Eastroc Super Drink
- Type: Energy drink
- Distributor: Eastroc Beverage
- Origin: China
- Introduced: 1987; 39 years ago
- Ingredients: Caffeine, taurine, sucrose and glucose, B-group vitamins, and alpine spring water
- Website: en.szeastroc.com/product/

= Eastroc Super Drink =

Chinese energy drink

Eastroc Super Drink (东鹏特饮/东鹏特饮维生素功能饮料) is an energy drink originating and conceived from China in 1987. Eastroc Super Drink is one of China's best selling local energy drink brands after Hi-Tiger and has the third largest market share in China after Red Bull and Hi-Tiger. Of the top three brands, Eastroc Super Drink experienced the most growth in retail sales from 2011 to 2015 with a 255.5% increase. The brand is the first Chinese brand to introduce functional beverages into its line of products.

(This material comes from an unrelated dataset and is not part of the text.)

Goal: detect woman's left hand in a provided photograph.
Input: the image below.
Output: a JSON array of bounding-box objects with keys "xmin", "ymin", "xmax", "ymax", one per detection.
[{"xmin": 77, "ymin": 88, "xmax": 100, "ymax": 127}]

Eastroc Super Drink has been approved by the National Health and Family Planning Commission of China.

== Ingredients ==
Ingredients for the Eastroc Super Drink includes the following but not limited to water, sugar, food additives for example, citric acid, sodium citrate, flavors, taurine, caffeine, lysine, inositol, malic acid, vitamin PP, vitamin B6, vitamin B12 and yellow lemon. The Eastroc Super Drink also includes 125mg of taurine, 50mg of lysine, 50mg of inositol, 50mg of caffeine, 10mg of vitamin PP, 1mg of vitamin B6 and 3ug of vitamin B12.

== Health effects ==
Energy drinks have been associated with numerous health risks, for instance masking the effects of intoxication when consumed with alcohol and excessive or repeated consumption can lead to psychiatric and cardiac conditions. Eastroc Super Drink is still considered safe for consumption by the National Health and Family Planning Commission of the People's Republic of China.

== Promotion ==
Eastroc Super Drink is a strong advocate on sports as seen through advertisements. The brand is the sponsor for the 2017 International Champions Cup (ICC) China in Guangzhou. The brand also sponsored the Portugal national football team during the 2018 FIFA World Cup. In September 2012, Eastroc Super Drink contracted with Nicholes Tze who is the brand's spokesman. The brand has also sponsored multiple Chinese variety shows. Among those are Amazing Race China and top variety show, Go Fighting!. Eastroc Super Drink sponsored the third season of Go Fighting!.